Lineage‐specific evolution of flavin‐containing monooxygenases involved in aliphatic glucosinolate side‐chain modification

Abstract Glucosinolates, a class of specialized metabolites specific to the order Brassicales, have diverse bioactivities that are largely dependent on the structures of their side chains. Flavin‐containing monooxygenases (FMOs) encoded by the FMO GS‐OX genes have been found to catalyze side‐chain modifications during the synthesis of methionine‐derived aliphatic glucosinolates. Seven FMO GS‐OX genes have been identified in Arabidopsis Heynh., but the evolution of these genes in the Brassicaceae, a family including many economically important vegetables, is poorly understood. In this study, the phylogenetic and syntenic relationships of the FMO GS‐OX genes belonging to 12 sequenced Brassicaceae species were analyzed. Our results showed that the FMO GS‐OX genes included two tandem arrays, the FMO GS‐OX2‐4 group (group A) and the FMO GS‐OX5‐7 group (group B).

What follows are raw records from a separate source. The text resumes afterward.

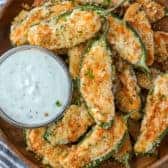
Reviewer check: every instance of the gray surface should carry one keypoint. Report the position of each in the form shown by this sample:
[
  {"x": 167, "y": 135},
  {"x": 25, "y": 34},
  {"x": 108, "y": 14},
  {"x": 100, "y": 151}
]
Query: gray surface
[{"x": 8, "y": 159}]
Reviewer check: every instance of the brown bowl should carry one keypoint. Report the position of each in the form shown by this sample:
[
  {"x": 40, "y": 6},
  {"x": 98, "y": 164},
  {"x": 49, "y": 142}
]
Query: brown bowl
[{"x": 13, "y": 136}]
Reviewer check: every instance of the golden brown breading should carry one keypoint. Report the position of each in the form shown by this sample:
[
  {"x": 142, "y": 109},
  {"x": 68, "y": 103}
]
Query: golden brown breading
[
  {"x": 128, "y": 96},
  {"x": 96, "y": 145},
  {"x": 161, "y": 46},
  {"x": 155, "y": 122},
  {"x": 146, "y": 80},
  {"x": 70, "y": 30},
  {"x": 75, "y": 55},
  {"x": 19, "y": 32},
  {"x": 96, "y": 82},
  {"x": 71, "y": 127},
  {"x": 137, "y": 18},
  {"x": 153, "y": 10},
  {"x": 50, "y": 155},
  {"x": 124, "y": 41}
]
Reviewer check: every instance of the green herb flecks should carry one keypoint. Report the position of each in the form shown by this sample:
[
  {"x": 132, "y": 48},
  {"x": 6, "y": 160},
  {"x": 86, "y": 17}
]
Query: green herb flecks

The evolutionary histories of the FMO GS‐OX groups A and B were similar across the Brassicaceae, but two lineage‐specific evolutionary routes developed after these two separate species lineages diverged from Aethionema arabicum (L.) Andrz. ex DC. In the lineage I route, FMO GS‐OX gene copies tended to increase due to frequent tandem duplication events in most species and a whole genome triplication in Camelina sativa (L.) Crantz. In the lineage II route, gene copies decreased due to deletion events. Combining these results with those of previous studies, we speculated that the FMO GS‐OX genes were derived from an ancestral gene with a broad expression distribution and a broad range of substrates, which then underwent subfunctionalization to generate progeny limited in either spatial expression or substrate structure. Furthermore, the absence of FMO GS‐OX5 substrates in some FMO GS‐OX5 ‐containing species may suggest neofunctionalization of these genes.